Dans les QUINZE JOURS de la date indiquée en tête du présent acte,
augmentés de UN MOIS pour des raisons de distance, vous êtes tenu en vertu de
la loi de charger un Avocat au Barreau de Fort de France de vous présenter
devant le Tribunal.
Il est
toutefois préciser que vous pouvez dans ce délai, charger de vos intérêts
n’importe quel avocat inscrit à un Barreau situé en France ou hors du
territoire français mais à l’intérieur des limites de l’Union Européenne, en ce
cas, l’avocat devra préalablement à toute constitution, élire domicile chez un
avocat inscrit au barreau de Fort de France.
Si vous ne le
faites pas, vous vous exposez à ce qu’un jugement soit rendu contre vous sur
les seuls éléments fournis par votre adversaire.
Les personnes
dont les ressources sont insuffisantes peuvent, si elles remplissent les
conditions prévues par la loi N°91-647 du 10 juillet 1991, bénéficier d’une
aide juridictionnelle. Elles doivent pour demander cette aide, s’adresser au
bureau d’aide juridictionnelle établi au siège social du Tribunal de Grande
Instance de leur domicile.
Vous trouverez
ci après l’objet du procès les raisons pour lesquelles il vous est intenté.
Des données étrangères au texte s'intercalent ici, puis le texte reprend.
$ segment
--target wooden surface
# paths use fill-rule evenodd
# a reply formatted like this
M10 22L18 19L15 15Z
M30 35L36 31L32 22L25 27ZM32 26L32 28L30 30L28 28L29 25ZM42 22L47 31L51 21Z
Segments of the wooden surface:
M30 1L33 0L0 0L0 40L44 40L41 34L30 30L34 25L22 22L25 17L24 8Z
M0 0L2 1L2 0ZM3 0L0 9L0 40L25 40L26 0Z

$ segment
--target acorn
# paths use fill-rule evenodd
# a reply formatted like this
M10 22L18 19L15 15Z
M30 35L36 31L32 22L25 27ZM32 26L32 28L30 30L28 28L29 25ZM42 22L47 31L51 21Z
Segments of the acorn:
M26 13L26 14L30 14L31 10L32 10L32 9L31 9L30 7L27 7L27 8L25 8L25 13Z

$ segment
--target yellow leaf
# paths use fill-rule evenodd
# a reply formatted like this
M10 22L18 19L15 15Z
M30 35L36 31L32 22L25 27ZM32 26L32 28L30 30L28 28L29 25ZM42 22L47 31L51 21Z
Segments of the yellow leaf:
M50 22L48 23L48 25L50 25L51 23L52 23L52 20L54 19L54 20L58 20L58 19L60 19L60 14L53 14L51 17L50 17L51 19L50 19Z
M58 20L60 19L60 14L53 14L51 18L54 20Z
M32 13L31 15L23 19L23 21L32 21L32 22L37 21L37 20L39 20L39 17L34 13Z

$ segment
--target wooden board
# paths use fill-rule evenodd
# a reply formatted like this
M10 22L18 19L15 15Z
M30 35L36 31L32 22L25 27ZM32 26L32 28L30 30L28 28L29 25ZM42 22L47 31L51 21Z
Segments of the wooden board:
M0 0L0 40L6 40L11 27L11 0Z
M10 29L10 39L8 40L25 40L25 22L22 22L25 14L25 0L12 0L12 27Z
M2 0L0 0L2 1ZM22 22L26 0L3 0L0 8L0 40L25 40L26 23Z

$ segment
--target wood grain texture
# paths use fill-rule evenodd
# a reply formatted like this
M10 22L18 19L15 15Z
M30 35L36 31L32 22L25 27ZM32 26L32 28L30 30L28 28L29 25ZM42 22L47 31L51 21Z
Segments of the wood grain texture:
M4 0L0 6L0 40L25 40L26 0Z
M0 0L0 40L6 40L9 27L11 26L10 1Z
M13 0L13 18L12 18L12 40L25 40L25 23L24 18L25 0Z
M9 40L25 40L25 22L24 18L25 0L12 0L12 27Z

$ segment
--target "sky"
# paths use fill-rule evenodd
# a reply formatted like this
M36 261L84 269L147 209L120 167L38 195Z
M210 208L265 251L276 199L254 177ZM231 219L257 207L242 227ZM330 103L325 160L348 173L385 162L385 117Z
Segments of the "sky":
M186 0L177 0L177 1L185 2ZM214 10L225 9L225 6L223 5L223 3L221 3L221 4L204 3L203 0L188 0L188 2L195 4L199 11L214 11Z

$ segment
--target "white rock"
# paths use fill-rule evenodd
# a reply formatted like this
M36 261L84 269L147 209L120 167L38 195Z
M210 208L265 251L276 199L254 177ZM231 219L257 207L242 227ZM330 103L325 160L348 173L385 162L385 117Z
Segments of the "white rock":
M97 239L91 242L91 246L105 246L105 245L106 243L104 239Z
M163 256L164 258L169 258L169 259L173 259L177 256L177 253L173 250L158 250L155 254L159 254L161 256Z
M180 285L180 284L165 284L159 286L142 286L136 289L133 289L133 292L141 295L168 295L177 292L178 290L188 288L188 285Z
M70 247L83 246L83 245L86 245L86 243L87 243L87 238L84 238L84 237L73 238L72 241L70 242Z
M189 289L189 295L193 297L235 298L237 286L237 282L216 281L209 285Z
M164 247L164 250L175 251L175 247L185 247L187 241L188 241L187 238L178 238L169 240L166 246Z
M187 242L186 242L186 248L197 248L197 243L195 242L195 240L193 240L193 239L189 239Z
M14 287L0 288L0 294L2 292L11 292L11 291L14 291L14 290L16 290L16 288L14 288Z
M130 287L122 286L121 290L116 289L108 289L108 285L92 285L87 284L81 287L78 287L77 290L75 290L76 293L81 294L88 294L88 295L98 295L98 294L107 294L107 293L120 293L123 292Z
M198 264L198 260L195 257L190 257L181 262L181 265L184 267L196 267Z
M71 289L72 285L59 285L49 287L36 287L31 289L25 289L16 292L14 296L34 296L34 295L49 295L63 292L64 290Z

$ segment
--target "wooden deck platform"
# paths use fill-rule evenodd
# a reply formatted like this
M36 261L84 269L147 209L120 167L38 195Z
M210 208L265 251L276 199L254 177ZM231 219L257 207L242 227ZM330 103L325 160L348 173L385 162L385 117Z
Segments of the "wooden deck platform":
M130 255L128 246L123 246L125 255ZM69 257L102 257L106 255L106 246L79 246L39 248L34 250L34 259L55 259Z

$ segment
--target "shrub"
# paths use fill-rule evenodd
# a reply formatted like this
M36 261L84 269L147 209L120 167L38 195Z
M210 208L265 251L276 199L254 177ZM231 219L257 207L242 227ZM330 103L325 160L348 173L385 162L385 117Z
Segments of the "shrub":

Attendu qu’il résulte de la proposition de loi de la
traite et l’esclavage comme crime contre l’humanité qu’ :
« Il n'existe pas de comptabilité qui mesure l'horreur de la traite
négrière et l'abomination de l'esclavage. Les cahiers des navigateurs,
trafiqués, ne témoignent pas de l'ampleur des razzias, de la souffrance des
enfants épuisés et effarés, du désarroi désespéré des femmes, du bouleversement
accablé des hommes. Ils font silence sur la commotion qui les étourdit dans la
maison des esclaves à Gorée. Ils ignorent l'effroi de l'entassement à fond de
cale. Ils gomment les râles d'esclaves jetés, lestés, par-dessus bord. Ils
renient les viols d'adolescentes affolées. Ils biffent les marchandages sur les
marchés aux bestiaux. Ils dissimulent les assassinats protégés par le Code
noir. Invisibles, anonymes, sans filiation ni descendance, les esclaves ne
comptent pas. Seules valent les recettes. Pas de statistiques, pas de preuves,
pas de préjudice, pas de réparations. Les non-dits de l'épouvante qui
accompagna la déportation la plus massive et la plus longue de l'histoire des
hommes sommeillèrent, un siècle et demi durant, sous la plus pesante chape de
silence.
La bataille des chiffres fait rage. Des historiens vacillent sur le décompte
des millions d'enfants, de femmes et d'hommes, jeunes et bien portants, de la
génération féconde, qui furent arrachés à la terre d'Afrique. De guerre lasse
et sans certitudes, ils retiennent une fourchette de quinze à trente millions
de déportés par la traite transatlantique. Des archéologues décryptent avec une
application d'écoliers les vestiges des civilisations précoloniales et
exhument, avec une satisfaction pathétique, les preuves de la grandeur de
l'Afrique d'avant les conquérants et compradors. Des anthropologues décrivent
l'échange inégal du commerce triangulaire entre les esclaves, matière première
du capitalisme européen expansionniste, et les bibelots, tissus, barres de fer,
alcools, fusils qui servaient à acquitter les "coutumes", droits
payés sur la traite aux Etats ou chefaillons du littoral. Des ethnologues
reconstruisent le schéma d'explosion des structures traditionnelles sous le
choc de ce trafic qui pourvut les ports européens en accises juteuses, les
armateurs en rentes coupables, les Etats en recettes fiscales incolores et
inodores. Des sociologues débusquent les traces d'intrigues politiques
fomentées par les négriers pour attiser les conflits entre Etats africains,
entre chefferies côtières, entre fournisseurs de "bois d'ébène". Des
économistes comparent la voracité de l'économie minière à la rapacité de
l'économie de plantations et y
puisent le mobile des déportations massives. Des théologiens font l'exégèse de
la malédiction de Cham et tentent de conclure la controverse de Valladolid. Des
psychanalystes explorent les ressorts de survie et les mécanismes d'exorcisme
qui permirent d'échapper à la folie. Des juristes dissèquent le Code noir,
qualifient le crime contre l'humanité et le rappellent imprescriptible.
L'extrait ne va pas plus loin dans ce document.